Several people I love are grieving. No one has died; they’ve severed parts of themselves. Two have lost their well-earned public identities through job changes. One is losing a spouse due to an ugly separation, opening a trashcan stuffed with abandonment issues. Another lost once-visible body parts to cancer.
Grief is good. Use it as a time to grow.
Grief from such losses can be surprising. We’ve come to learn that losing a loved one in death brings grieving, but from leaving a job? What if you quit or retire? There is still a loss of self. If you’ve been doing something for a very long time and get to know the people, the routine, that life and what the money brings then leaving or losing that life can be devastating.
When Sears sold off its parts in the mid-’90s, I was no longer needed. For the first time in 30 years, I wasn’t working. “They didn’t need me.” No longer my title, or in need of my corporate wardrobe or first class upgrades, or invited to great meals in major cities or to stay in wonderful hotels, I remember saying through a weak smile, “Guess the party’s over.” It turned out to be a good thing over time, getting real, but it wasn’t easy reinventing myself, finding my new normal.

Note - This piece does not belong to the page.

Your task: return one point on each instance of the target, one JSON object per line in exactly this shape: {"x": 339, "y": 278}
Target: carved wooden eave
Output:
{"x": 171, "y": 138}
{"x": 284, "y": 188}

We knew for months our company was going to be acquired, so I should have had time to prepare, right? But the grieving didn’t begin until I’d been home a few weeks. Catching up on sleep and cleaning closets stopped suddenly with the onset of a terrible cold. Depression set it and months later a girlfriend told me I was grieving. I was stunned. “Really? Grieving?”
Worse was the loss of life through divorce. True, the marriage was no longer a happy place for either of us but suddenly the life I lived and had come to enjoy was gone. It turned out to be a good thing over time, learning to thrive alone, but it wasn’t easy finding my new normal. Even worse was losing my parents.
Fortunately grieving can bring a useful depression. Reading the October issue of something I was reminded that depression causes us to withdraw from the day-to-day. If we’re able to do the hard work, dig deep, deal with real feelings to find a new normal, it’s a good place to be. I used to call it going into the tunnel. At first I hated it, but now I see the tunnel as a good place to go when I need it, especially since I’ve learned the light on the other side is definitely not a train.
Good grief helps us come to grips with a new normal.
Let your friends know you're grieving. Give them the chance to help you through the tunnel, or the pumpkin patch.
If we’re diligent we’ll be even better after the struggle. More real. If you’re grieving now, ask yourself what part of your ego has been severed due to your loss.
In 2000, I lost my home, my husband and my mother, had a year-long cold and a horrible backache. We all go through these things. Having been there helps us know what loved ones are going through. We can’t make it easy for them – they have to do the work. But we can support them in the best way we know how.